Saudi Arabia's envoy in Washington rejected Iranian calls for a cease-fire in Yemen, saying Tehran should have no role in political negotiations in the war-torn country.
Saudi-led airstrikes will continue in Yemen until rebel Houthi militants disarm and agree to restore exiled President Abdu Rabu Mansour Hadi, Adel Jubeir, the Saudi ambassador to the United States, told reporters Wednesday.
"Iran has no role to play in Yemen," Jubeir said. "Iran, last time I checked, does not have a border with Yemen."
The Sunni Muslim kingdom of Saudi Arabia, which is Shiite Iran's regional rival, shares a rugged 1,000-mile-long land border with Yemen.
On Tuesday, Iranian Foreign Minister Mohammad Javad Zarif had proposed a cease-fire to be followed by Iranian-backed negotiations to form a new government in Sana, the capital.
Fighters aligned with the Houthis, a Shiite minority group from northern Yemen, seized control of Sana last fall. They now control much of the country's west and north, and in recent weeks have pushed south to Aden, the country's major seaport, forcing the U.S.-backed president to flee.
The Obama administration has said Tehran has provided weapons, training and military advisors to the Houthis, although they are not considered under Iranian control.
A coalition of Sunni Arab nations led by Saudi Arabia, and supported by the United States, entered the war on March 25 with airstrikes and a naval blockade aimed at reversing the Houthis' gains and restoring Hadi to power.
Analysts say the war appears at an impasse, with rebel fighters dug in or hiding in urban areas, while forces loyal to Hadi's government are largely on the defensive.
Jubeir said Wednesday that Operation Decisive Storm has destroyed "much of the military infrastructure" of the militants and pushed them out of parts of Aden.
The warplanes also have targeted military brigades that defected from Hadi's security forces and are loyal to his predecessor, Ali Abdullah Saleh, who was deposed in 2012.
The airstrikes have destroyed key stores of ballistic missiles, helicopters and communications networks, Jubeir said.
The Saudis have not targeted schools and hospitals, he said, but rebel forces have "been hiding in civilian areas, making it difficult to go after them."

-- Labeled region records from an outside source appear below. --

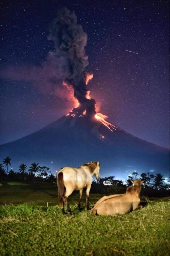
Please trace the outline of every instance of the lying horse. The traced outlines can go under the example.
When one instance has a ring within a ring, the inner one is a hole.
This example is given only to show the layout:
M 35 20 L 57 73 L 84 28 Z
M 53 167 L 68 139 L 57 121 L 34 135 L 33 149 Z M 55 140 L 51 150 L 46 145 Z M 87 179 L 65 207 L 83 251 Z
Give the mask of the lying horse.
M 143 181 L 140 179 L 131 181 L 134 186 L 128 187 L 125 194 L 103 196 L 91 209 L 92 215 L 112 215 L 124 214 L 134 211 L 140 202 L 139 196 Z
M 86 204 L 89 209 L 89 194 L 91 183 L 94 174 L 97 179 L 100 178 L 100 164 L 99 162 L 91 162 L 85 164 L 80 168 L 66 167 L 62 168 L 57 175 L 57 183 L 59 204 L 63 207 L 63 213 L 65 213 L 64 205 L 66 206 L 68 213 L 71 214 L 70 208 L 67 203 L 67 198 L 74 190 L 79 190 L 79 201 L 78 205 L 80 209 L 80 201 L 83 190 L 86 187 Z

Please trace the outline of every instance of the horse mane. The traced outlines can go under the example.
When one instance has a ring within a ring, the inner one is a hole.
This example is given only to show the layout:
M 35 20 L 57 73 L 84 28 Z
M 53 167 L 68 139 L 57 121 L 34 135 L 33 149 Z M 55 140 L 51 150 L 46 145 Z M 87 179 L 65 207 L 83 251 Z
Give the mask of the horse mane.
M 97 166 L 97 162 L 91 162 L 91 163 L 88 163 L 87 164 L 84 164 L 81 166 L 82 167 L 86 166 L 88 168 L 91 173 L 93 173 Z

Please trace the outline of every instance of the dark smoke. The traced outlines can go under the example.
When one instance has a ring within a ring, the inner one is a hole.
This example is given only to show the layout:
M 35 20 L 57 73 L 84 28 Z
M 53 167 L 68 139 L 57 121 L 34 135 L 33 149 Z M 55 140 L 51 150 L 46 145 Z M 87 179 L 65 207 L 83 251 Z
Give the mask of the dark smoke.
M 48 38 L 54 41 L 55 49 L 50 53 L 49 59 L 56 64 L 63 80 L 73 87 L 74 96 L 80 103 L 78 107 L 73 109 L 73 112 L 79 115 L 86 110 L 87 115 L 94 115 L 95 101 L 86 97 L 88 90 L 85 81 L 88 62 L 84 50 L 87 34 L 77 24 L 75 13 L 66 8 L 57 12 L 49 30 Z

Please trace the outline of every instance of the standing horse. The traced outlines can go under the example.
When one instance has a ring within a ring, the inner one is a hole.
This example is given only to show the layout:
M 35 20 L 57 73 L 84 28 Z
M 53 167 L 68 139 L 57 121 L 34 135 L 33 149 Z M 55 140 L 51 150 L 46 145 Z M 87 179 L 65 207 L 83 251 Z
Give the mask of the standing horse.
M 71 209 L 67 203 L 67 198 L 74 190 L 79 190 L 79 201 L 78 205 L 80 209 L 80 201 L 83 188 L 86 189 L 86 205 L 89 209 L 89 193 L 91 183 L 95 175 L 97 180 L 100 178 L 100 164 L 99 162 L 91 162 L 85 164 L 80 168 L 66 167 L 62 168 L 57 175 L 57 186 L 59 204 L 63 207 L 63 213 L 65 213 L 64 205 L 68 213 L 71 214 Z
M 113 195 L 103 196 L 100 198 L 91 209 L 90 213 L 92 215 L 112 215 L 124 214 L 131 211 L 134 211 L 140 202 L 139 196 L 141 184 L 140 179 L 131 181 L 134 186 L 128 187 L 125 194 Z

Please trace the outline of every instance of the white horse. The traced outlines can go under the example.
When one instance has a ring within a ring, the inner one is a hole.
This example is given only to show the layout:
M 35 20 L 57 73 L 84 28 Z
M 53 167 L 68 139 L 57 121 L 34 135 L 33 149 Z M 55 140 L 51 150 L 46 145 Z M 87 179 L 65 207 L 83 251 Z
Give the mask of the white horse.
M 60 205 L 63 207 L 63 213 L 65 213 L 64 205 L 67 208 L 68 213 L 71 214 L 71 209 L 67 203 L 67 198 L 74 190 L 79 190 L 79 201 L 78 205 L 80 209 L 80 201 L 83 188 L 86 189 L 86 205 L 89 209 L 89 194 L 93 180 L 92 176 L 100 178 L 100 164 L 99 162 L 91 162 L 85 164 L 80 168 L 65 167 L 61 170 L 57 175 L 57 183 L 58 195 Z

The United Nations high commissioner for human rights, Zeid Raad Hussein, said this week that at least 364 civilians have lost their lives since the airstrikes began, and 681 have been injured. Dozens of public buildings, including hospitals, schools, airports and mosques have been destroyed in airstrikes, shelling and other attacks, he said.
U.S. diplomats and special forces troops withdrew from Yemen in recent weeks as the fighting intensified, but officials said counter-terrorism operations against Al Qaeda in the Arabian Peninsula would continue. A drone strike in Yemen this week reportedly killed a senior cleric of the terrorist group.
A U.N. Security Council resolution approved Tuesday warned of a "significant and rapidly deteriorating" humanitarian crisis in Yemen and imposed an arms embargo intended to block shipments of weapons going to the Houthi militias. The rebels denounced the vote as supporting "aggression."
The U.N. resolution also calls on the Houthis to withdraw from areas they have seized, including Sana. About 14 countries voted to pass the resolution while one, Russia, abstained.